"La mia Coppa Cobram (tra sudate e tasse)."
Ho deciso di rimettermi in forma. Ce la farò?
Non parlo di forma atletica, eh, quella ormai è una roba che neanche nei film di fantascienza. Ma almeno rimettermi in modalità “essere umano”, quello sì, quello è ancora alla mia portata.
E oggi, udite udite, ho fatto quello che avevo promesso l’altro ieri: sono tornato alle mie camminate salutari. Quelle che facevo quando il mio corpo ancora non ospitava l’inquilino abusivo che mi porto dietro.
La giornata era perfetta, niente sole che ti scioglie come un ghiacciolo, giusto un’aria di settembre che ti invita ad allacciare le scarpe e uscire.
Così, con lo spirito di Fantozzi alla “Coppa Cobram”, ho indossato i pantaloni della tuta (che sembravano usciti direttamente da un mercatino sovietico anni ’80) e sono uscito di casa.
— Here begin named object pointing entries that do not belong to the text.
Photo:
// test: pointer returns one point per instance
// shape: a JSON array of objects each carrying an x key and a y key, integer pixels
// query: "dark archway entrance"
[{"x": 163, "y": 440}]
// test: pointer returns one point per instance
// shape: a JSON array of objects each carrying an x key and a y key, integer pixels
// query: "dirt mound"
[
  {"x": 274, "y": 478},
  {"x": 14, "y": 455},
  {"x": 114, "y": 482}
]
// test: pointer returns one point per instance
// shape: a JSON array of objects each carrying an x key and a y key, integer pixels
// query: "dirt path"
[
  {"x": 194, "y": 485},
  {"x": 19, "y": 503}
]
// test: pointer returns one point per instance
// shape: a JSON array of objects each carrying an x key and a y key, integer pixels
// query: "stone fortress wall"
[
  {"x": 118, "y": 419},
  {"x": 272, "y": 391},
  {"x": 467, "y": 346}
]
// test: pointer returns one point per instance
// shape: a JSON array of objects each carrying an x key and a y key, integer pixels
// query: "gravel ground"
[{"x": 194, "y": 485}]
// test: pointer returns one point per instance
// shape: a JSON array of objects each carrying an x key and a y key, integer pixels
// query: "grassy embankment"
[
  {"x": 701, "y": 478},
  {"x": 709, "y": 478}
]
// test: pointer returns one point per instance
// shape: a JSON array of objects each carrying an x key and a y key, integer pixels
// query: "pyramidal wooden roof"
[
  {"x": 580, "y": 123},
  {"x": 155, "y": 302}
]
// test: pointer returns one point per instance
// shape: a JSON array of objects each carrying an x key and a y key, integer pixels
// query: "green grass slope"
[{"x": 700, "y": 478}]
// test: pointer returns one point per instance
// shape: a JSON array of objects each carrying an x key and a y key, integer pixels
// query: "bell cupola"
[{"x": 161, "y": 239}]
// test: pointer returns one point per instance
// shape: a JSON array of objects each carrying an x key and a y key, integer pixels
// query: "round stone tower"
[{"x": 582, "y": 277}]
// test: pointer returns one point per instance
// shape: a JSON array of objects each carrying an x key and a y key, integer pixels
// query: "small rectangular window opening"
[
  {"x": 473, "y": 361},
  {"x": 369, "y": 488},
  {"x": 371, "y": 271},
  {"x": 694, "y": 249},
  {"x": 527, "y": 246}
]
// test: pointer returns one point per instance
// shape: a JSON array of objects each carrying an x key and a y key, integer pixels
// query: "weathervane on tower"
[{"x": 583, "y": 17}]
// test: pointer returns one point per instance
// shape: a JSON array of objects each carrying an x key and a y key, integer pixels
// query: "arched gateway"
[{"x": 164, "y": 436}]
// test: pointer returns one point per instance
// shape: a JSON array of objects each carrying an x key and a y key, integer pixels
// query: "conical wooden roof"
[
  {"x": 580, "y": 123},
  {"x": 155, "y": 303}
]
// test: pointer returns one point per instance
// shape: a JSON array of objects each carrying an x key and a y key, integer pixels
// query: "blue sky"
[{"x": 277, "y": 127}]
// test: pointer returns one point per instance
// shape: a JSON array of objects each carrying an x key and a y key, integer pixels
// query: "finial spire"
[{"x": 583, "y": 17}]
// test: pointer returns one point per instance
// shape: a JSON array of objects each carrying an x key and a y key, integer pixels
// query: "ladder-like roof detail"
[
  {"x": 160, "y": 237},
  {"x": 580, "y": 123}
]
Giuro, mancava solo il megafono di Villaggio che urlava: “Tutti pronti alla partenzaaaa!”.
Due giri di isolato. Due, non venti. Ma che soddisfazione, ragazzi. Mi sentivo un maratoneta, un novello Abebe Bikila in versione casalinga, senza Olimpiadi ma con lo sguardo dei vicini che già si chiedevano: “Ma questo dove va così conciato?”.
Durante il percorso, mi sono imbattuto in una non-notizia sparata dal Corriere della Sera. In pratica, ci hanno ricordato che il 57% degli italiani paga l’Irpef, e il resto no. Che l’11,6 milioni di contribuenti mantengono il 76,87% dell’intera baracca, mentre gli altri 31 milioni partecipano con le briciole.
Tradotto: pochi fessi tengono in piedi la baracca, e i tanti furbi si fanno gli gnorri.
E lì mi è venuto spontaneo pensare: ma allora siamo proprio dei poveri cristi con la scritta “FESSI” tatuata in fronte. Perché mentre noi paghiamo fino all’ultimo centesimo, arriva il solito Salvini di turno, quello che un giorno sì e l’altro pure promette condoni, e noi che paghiamo regolarmente… indovinate un po’? Ce lo prendiamo sempre nello stesso posto.
E allora la mia riflessione finale è questa: forse in Italia abbiamo accettato con troppa rassegnazione che esista un’Italia dei furbi e un’Italia dei fessi. I primi vincono sempre, i secondi pagano sempre. Ma non è una legge divina, non è scritto da nessuna parte. È solo la conseguenza di una politica che ha smesso di premiare l’onestà e che invece coccola chi evade, chi trucca le carte, chi campa di slogan.
Ecco perché, alla fine, il mio piccolo giro dell’isolato non è stato solo ginnastica. È stata anche una presa di coscienza: se vogliamo un Paese che cammini, dobbiamo smettere di correre solo noi, i soliti fessi. Devono cominciare a camminare anche i furbi. E devono farlo pagando quello che devono.
Perché alla fine, la vera Coppa Cobram non è quella dei muscoli… è quella della giustizia sociale.